Do any exoplanets have rings?
Rings orbit all of the gas giant planets in our solar system. They range from being very dusty (Jupiter), to very icy (Saturn), to very carbon-rich (Uranus and Neptune). This hints that rings may be common around cold gas giant exoplanets orbiting other stars too. A very large ring system has been detected around one candidate exoplanet, J1407 b; however the rings cover tens of millions of miles. It may be a disk of material forming exomoons rather than ring system similar to Saturn's.
Do exoplanets have water on them?
Scientists have found water molecules in the atmosphere of more than one exoplanet, but some of those planets are very hot and probably not suitable for life as we know it. Scientists have yet to discover liquid water, like oceans or lakes. They are looking for exoplanets with liquid water in an area called the “habitable zone.”
What is the habitable zone or “Goldilocks zone”?
Imagine if Earth was where Pluto is. The sun would be barely visible (about the size of a pea) and Earth's ocean and much of its atmosphere would freeze. On the other hand, if Earth took Mercury’s place, it would be too close to the sun and its water would form a steam atmosphere, quickly boiling off. The distance Earth orbits the sun is just right for water to remain a liquid. This distance from the sun is called the habitable zone, or the Goldilocks zone. Rocky exoplanets found in the habitable zone of their star, are more likely targets for detecting liquid water on their surface. Why is liquid water so important? Life on Earth started in water, and water is a necessary ingredient for life (as we know it).
What are exoplanets made of?
The exoplanets for which astronomers are able to measure both their sizes (diameters) and masses, have densities that are suggestive of compositions ranging from very rocky (like Earth and Venus) to very gas-rich (like Jupiter and Saturn). Exoplanets are made up of elements similar to that of the planets in our solar system, but their mix of those elements may differ. Some planets may be dominated by water or ice, while others are dominated by iron or carbon.

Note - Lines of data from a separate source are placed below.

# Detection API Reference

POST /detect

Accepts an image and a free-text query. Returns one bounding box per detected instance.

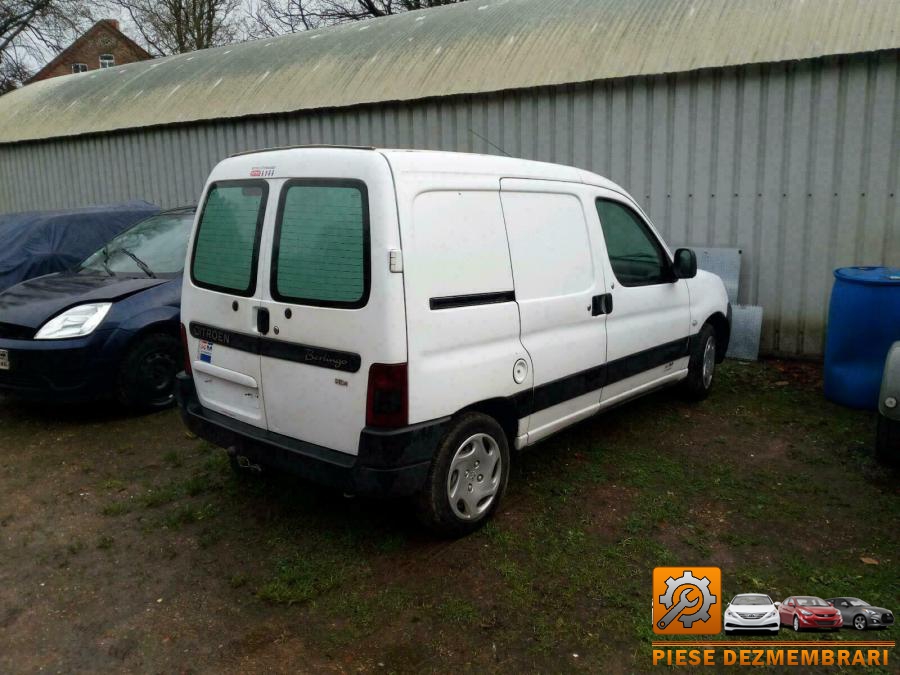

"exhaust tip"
[234,453,262,473]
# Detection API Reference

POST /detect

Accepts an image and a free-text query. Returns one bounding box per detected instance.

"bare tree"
[0,0,94,92]
[251,0,467,38]
[111,0,244,55]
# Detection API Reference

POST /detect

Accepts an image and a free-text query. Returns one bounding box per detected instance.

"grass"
[1,360,897,673]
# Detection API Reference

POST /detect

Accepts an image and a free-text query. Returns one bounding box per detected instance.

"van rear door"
[183,180,270,429]
[255,151,405,455]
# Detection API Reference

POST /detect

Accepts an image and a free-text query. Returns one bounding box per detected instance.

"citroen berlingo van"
[177,147,730,536]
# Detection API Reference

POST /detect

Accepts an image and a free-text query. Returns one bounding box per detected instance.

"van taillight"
[366,363,408,428]
[180,322,192,376]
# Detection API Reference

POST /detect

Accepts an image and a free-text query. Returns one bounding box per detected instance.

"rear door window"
[191,181,268,295]
[271,180,370,308]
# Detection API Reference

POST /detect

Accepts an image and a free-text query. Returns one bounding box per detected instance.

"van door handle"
[257,307,270,335]
[592,293,613,316]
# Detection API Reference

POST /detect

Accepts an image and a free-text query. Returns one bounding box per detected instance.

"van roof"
[225,145,626,194]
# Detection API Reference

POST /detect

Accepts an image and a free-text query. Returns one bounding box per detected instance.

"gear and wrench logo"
[655,569,719,632]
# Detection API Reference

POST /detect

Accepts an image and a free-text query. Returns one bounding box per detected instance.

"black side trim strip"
[513,336,693,417]
[189,322,361,373]
[430,291,516,311]
[261,339,361,373]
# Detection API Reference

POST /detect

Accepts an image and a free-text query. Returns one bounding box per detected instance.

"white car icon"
[724,594,780,634]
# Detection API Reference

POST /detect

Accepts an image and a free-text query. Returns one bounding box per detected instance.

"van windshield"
[80,211,194,278]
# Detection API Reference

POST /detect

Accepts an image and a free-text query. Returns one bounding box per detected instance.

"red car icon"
[778,596,843,632]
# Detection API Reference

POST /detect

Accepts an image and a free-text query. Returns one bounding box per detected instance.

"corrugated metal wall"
[1,51,898,356]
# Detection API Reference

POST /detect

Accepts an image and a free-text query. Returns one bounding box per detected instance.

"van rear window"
[191,182,267,295]
[272,180,370,308]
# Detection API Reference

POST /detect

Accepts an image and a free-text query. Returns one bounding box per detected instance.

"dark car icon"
[826,598,895,631]
[0,207,195,410]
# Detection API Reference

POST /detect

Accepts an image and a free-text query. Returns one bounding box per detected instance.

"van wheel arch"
[458,398,520,449]
[705,312,730,363]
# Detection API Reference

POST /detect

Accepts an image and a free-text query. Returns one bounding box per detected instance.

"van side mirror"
[673,248,697,279]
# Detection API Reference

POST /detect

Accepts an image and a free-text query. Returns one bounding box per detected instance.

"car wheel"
[116,333,182,411]
[853,614,868,631]
[681,324,717,400]
[875,414,900,466]
[793,616,800,632]
[415,412,509,538]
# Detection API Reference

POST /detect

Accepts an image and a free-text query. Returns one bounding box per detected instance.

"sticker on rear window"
[199,340,213,363]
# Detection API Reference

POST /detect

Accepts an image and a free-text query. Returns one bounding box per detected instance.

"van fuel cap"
[513,359,528,384]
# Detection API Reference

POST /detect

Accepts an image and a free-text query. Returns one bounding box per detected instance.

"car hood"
[0,271,167,329]
[730,604,776,613]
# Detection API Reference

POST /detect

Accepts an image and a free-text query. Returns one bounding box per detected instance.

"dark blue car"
[0,207,195,410]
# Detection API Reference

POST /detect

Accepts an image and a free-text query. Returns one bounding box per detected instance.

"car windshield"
[848,599,869,607]
[733,595,771,606]
[80,211,194,278]
[796,597,829,607]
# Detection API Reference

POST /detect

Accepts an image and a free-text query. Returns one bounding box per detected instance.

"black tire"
[415,412,510,538]
[852,614,868,631]
[875,414,900,466]
[116,333,182,411]
[682,323,717,401]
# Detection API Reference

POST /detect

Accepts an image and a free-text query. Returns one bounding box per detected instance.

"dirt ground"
[0,360,897,673]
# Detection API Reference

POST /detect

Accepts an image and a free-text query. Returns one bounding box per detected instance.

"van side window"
[272,180,369,308]
[595,199,671,286]
[191,182,267,295]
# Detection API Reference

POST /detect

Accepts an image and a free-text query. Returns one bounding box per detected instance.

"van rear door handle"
[592,293,613,316]
[257,307,270,335]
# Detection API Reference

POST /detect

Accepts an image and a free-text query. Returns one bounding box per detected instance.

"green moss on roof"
[0,0,897,144]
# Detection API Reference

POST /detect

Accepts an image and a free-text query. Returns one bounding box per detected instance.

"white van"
[177,147,730,536]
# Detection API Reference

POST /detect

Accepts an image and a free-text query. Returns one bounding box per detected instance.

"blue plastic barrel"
[824,267,900,409]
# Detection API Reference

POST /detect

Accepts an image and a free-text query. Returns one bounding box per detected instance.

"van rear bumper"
[175,373,448,497]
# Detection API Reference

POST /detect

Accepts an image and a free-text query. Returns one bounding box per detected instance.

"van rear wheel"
[415,412,509,537]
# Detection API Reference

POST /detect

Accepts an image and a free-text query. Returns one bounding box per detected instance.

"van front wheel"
[682,324,717,401]
[415,412,510,537]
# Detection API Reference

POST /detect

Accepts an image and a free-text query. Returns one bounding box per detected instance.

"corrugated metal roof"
[1,0,898,144]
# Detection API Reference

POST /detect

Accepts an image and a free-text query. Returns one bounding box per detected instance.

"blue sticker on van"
[199,340,213,363]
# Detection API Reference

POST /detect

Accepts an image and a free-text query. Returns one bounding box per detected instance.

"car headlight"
[35,303,112,340]
[864,609,878,615]
[765,610,777,619]
[800,610,813,616]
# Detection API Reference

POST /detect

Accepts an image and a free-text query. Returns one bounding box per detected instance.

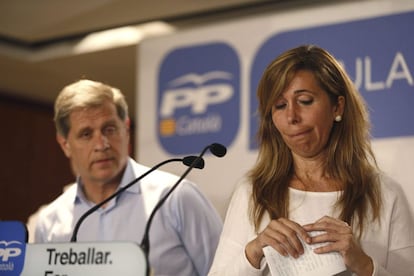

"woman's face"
[271,70,344,159]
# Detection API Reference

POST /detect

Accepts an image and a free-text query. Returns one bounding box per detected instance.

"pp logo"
[158,43,240,155]
[0,241,22,261]
[0,221,27,276]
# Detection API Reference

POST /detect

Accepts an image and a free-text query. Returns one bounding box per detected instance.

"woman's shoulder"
[378,173,413,216]
[232,176,252,198]
[379,173,405,198]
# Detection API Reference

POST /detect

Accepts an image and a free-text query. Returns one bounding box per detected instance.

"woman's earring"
[335,115,342,122]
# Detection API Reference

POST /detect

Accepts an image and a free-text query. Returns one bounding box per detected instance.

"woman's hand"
[303,216,373,276]
[245,217,311,268]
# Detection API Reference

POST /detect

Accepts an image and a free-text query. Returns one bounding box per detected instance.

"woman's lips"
[289,129,311,138]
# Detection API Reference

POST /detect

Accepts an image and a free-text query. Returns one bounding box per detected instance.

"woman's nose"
[287,104,300,125]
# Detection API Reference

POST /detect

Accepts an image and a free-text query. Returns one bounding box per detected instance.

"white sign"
[21,242,147,276]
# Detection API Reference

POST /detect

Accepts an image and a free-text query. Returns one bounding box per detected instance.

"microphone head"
[182,156,205,169]
[209,143,227,157]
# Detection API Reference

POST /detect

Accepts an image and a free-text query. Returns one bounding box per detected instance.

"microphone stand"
[68,155,207,276]
[140,143,226,258]
[71,158,183,242]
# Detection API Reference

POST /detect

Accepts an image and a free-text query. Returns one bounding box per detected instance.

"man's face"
[57,100,130,187]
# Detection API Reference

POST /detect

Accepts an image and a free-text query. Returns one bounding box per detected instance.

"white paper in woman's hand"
[263,231,346,276]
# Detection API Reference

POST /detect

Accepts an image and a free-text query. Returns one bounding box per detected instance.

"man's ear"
[125,117,131,139]
[125,117,131,132]
[56,133,71,158]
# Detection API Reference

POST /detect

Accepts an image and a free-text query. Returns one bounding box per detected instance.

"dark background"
[0,94,136,225]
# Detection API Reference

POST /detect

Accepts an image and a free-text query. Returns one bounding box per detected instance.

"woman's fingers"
[303,216,347,253]
[303,215,351,235]
[265,218,310,258]
[247,217,314,267]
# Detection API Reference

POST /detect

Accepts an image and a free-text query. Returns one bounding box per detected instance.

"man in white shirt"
[34,79,223,276]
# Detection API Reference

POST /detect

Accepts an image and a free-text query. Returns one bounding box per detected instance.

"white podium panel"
[21,242,147,276]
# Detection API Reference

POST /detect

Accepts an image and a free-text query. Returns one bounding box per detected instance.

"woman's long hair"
[249,45,382,237]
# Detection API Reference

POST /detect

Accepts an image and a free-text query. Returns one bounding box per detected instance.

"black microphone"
[70,156,204,242]
[140,143,227,259]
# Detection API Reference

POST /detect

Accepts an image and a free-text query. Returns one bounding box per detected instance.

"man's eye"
[79,132,91,139]
[104,126,117,135]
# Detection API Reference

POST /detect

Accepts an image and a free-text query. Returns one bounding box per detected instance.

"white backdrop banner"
[137,0,414,218]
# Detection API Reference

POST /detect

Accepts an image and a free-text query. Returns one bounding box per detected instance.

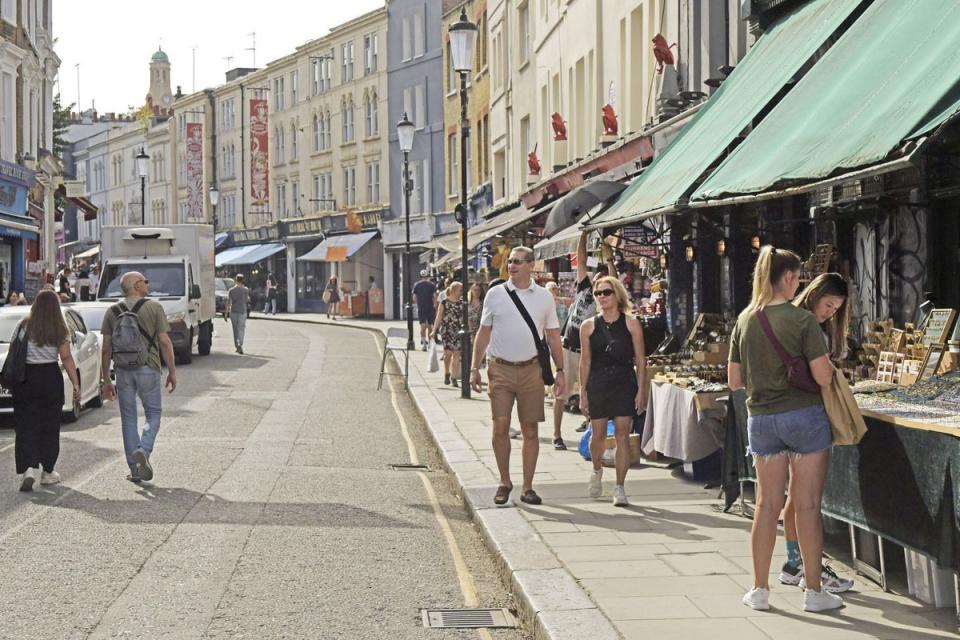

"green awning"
[585,0,864,230]
[694,0,960,203]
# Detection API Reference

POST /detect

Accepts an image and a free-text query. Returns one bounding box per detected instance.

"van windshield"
[99,264,186,298]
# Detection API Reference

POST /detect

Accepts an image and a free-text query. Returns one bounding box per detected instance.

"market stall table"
[641,379,727,462]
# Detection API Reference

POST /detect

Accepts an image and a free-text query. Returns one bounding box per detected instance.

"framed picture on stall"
[920,343,946,380]
[922,309,957,346]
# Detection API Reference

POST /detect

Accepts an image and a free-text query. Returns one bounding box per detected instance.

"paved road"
[0,319,527,640]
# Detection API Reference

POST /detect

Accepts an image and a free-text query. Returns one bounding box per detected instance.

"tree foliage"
[52,93,74,158]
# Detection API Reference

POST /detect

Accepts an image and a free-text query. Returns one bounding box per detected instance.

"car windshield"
[100,264,186,297]
[216,278,235,292]
[0,315,25,343]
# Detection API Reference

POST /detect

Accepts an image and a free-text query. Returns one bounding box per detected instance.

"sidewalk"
[258,312,959,640]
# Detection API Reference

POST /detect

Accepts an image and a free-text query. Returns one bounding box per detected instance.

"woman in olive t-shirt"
[727,246,841,614]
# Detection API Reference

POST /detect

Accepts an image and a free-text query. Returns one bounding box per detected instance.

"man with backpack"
[99,271,177,483]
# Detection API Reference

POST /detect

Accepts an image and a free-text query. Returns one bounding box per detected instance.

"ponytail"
[749,245,802,311]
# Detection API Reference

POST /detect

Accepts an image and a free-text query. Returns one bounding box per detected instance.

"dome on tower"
[151,48,169,64]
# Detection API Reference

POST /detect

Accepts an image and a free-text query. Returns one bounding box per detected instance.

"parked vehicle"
[215,277,235,316]
[0,306,103,422]
[66,300,117,382]
[97,225,216,364]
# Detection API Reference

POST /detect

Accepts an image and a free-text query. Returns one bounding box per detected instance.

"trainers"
[803,588,843,612]
[132,448,153,482]
[588,468,603,498]
[800,565,854,594]
[742,587,770,610]
[575,420,589,433]
[40,470,61,485]
[553,437,567,451]
[125,474,142,484]
[613,485,629,507]
[779,561,802,586]
[18,467,38,492]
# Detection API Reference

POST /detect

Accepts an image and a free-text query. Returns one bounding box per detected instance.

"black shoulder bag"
[506,288,555,385]
[0,322,29,388]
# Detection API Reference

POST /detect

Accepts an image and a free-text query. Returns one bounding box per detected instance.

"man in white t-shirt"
[471,246,564,506]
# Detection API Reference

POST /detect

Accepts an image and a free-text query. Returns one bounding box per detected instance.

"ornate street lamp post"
[397,112,416,351]
[209,184,220,232]
[136,147,149,225]
[449,8,477,400]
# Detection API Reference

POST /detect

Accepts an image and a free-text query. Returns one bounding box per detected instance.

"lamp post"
[136,147,149,225]
[397,112,416,351]
[209,184,220,232]
[449,7,477,400]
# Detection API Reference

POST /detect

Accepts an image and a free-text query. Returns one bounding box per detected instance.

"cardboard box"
[602,433,642,467]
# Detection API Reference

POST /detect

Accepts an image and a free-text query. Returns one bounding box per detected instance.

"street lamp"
[209,184,220,232]
[136,147,149,225]
[449,8,477,399]
[397,112,417,351]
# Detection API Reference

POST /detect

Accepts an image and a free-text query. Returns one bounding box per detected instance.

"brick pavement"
[261,312,959,639]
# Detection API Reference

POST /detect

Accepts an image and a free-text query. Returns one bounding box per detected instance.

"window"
[277,181,287,217]
[274,77,285,111]
[477,16,488,69]
[312,59,321,96]
[448,133,458,195]
[312,171,333,209]
[220,98,236,131]
[342,98,354,142]
[291,122,299,160]
[364,33,378,75]
[342,166,356,206]
[312,113,320,151]
[518,3,530,64]
[322,55,333,92]
[402,16,411,61]
[366,161,380,203]
[365,91,379,137]
[414,12,425,57]
[291,70,299,104]
[341,41,354,82]
[291,180,300,215]
[447,41,457,93]
[410,161,423,214]
[324,110,332,149]
[415,84,425,129]
[275,126,285,163]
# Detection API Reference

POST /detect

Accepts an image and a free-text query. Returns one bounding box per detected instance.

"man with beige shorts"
[554,232,617,443]
[471,247,564,506]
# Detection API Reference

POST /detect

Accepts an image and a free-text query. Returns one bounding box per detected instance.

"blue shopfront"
[0,160,39,298]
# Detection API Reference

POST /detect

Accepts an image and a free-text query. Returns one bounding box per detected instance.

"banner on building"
[185,123,204,219]
[249,98,270,207]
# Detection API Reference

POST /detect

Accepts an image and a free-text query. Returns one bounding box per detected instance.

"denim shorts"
[746,404,832,457]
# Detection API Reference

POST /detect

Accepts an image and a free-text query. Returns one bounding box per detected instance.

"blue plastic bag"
[578,420,616,461]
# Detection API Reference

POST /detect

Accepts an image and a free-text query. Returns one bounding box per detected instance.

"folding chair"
[378,327,410,390]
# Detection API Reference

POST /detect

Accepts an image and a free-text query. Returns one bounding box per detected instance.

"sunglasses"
[137,279,150,286]
[506,258,530,265]
[594,289,615,297]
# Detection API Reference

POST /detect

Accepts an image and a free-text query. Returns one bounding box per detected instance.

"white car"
[0,305,104,422]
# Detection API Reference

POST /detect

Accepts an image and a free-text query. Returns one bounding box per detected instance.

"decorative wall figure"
[551,112,567,141]
[601,104,618,136]
[527,143,541,175]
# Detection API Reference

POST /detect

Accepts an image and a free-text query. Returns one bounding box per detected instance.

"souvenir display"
[921,309,957,346]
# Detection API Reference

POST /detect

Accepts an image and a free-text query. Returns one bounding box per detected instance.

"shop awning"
[297,231,378,262]
[533,224,585,261]
[223,242,285,266]
[465,202,547,250]
[214,233,229,249]
[584,0,864,230]
[215,245,253,268]
[692,0,960,204]
[0,212,40,239]
[74,245,100,259]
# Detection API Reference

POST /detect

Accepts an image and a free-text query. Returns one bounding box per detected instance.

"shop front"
[279,216,325,314]
[0,160,40,299]
[219,223,286,311]
[296,230,383,316]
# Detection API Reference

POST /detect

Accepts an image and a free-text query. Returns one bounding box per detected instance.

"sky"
[53,0,385,115]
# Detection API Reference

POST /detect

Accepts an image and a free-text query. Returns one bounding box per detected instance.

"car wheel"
[62,388,82,423]
[88,382,104,408]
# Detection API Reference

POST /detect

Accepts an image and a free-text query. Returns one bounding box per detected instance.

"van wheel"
[197,321,212,356]
[176,348,193,365]
[88,383,104,408]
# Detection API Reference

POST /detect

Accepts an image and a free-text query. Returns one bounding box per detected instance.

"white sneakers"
[742,587,770,610]
[803,588,844,612]
[40,470,61,485]
[18,467,38,492]
[588,468,603,498]
[612,485,629,507]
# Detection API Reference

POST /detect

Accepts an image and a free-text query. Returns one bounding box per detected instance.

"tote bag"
[821,368,867,446]
[426,339,440,373]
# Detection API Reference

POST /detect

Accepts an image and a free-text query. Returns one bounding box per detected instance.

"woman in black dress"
[578,276,646,506]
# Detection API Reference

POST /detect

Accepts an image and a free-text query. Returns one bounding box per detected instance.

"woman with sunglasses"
[578,276,646,506]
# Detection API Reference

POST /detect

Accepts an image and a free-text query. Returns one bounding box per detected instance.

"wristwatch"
[555,368,564,373]
[99,378,110,385]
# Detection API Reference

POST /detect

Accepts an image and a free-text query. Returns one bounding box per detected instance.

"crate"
[904,549,956,608]
[601,433,642,467]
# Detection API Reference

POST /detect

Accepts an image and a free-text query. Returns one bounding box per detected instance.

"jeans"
[230,312,247,348]
[263,297,276,314]
[746,403,832,458]
[116,366,162,474]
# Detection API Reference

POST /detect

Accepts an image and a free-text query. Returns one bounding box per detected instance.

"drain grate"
[389,463,430,471]
[422,608,517,629]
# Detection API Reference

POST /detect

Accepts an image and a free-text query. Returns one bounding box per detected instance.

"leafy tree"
[52,93,74,158]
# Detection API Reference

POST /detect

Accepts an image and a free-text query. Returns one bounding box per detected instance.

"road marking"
[0,442,14,454]
[374,333,493,640]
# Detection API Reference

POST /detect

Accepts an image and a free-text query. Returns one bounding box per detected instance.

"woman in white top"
[10,290,81,491]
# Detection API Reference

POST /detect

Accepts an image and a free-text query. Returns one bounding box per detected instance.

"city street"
[0,319,527,640]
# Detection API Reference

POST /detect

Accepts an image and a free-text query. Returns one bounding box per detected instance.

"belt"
[489,356,538,367]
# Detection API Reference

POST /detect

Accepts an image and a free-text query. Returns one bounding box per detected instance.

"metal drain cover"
[390,463,430,471]
[422,608,517,629]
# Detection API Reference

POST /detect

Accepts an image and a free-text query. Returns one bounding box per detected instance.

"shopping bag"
[578,420,616,461]
[822,368,867,446]
[427,339,440,373]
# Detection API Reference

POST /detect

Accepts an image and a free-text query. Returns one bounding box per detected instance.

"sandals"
[520,490,542,505]
[553,437,567,451]
[493,484,513,505]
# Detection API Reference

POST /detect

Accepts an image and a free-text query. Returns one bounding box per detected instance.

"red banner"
[249,98,270,207]
[185,122,204,219]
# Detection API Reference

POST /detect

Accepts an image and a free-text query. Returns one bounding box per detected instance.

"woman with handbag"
[728,246,840,613]
[777,273,855,594]
[10,289,81,491]
[578,276,646,507]
[323,276,340,320]
[431,282,465,387]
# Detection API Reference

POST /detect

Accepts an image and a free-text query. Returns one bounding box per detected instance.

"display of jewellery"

Are there any exoplanets like Earth?
Not yet. We haven’t found a planet that can support life like Earth. So far, our home is unique in the universe. We have found many Earth-sized rocky exoplanets, some of which are in the habitable zone of their star. The next step in studying them is to analyze their atmospheres for “biosignature" molecules, which may be a sign of life.
Are other solar systems like ours?
Other solar systems, called planetary systems, come in many shapes and sizes. When scientists first started searching for planetary systems, they expected them to look like our solar system, with inner rocky planets and outer cold gas giants and ice planets. But some solar systems pack many planets into very compact orbits with short orbital periods, while others have only a few planets on orbits that last hundreds of years. Some planetary systems have Jupiter-like giants that orbit their star in a few hours, and are hot enough to melt metal. Some exoplanets even orbit multiple stars. So far astronomers have detected relatively few planetary systems with architectures like our solar system.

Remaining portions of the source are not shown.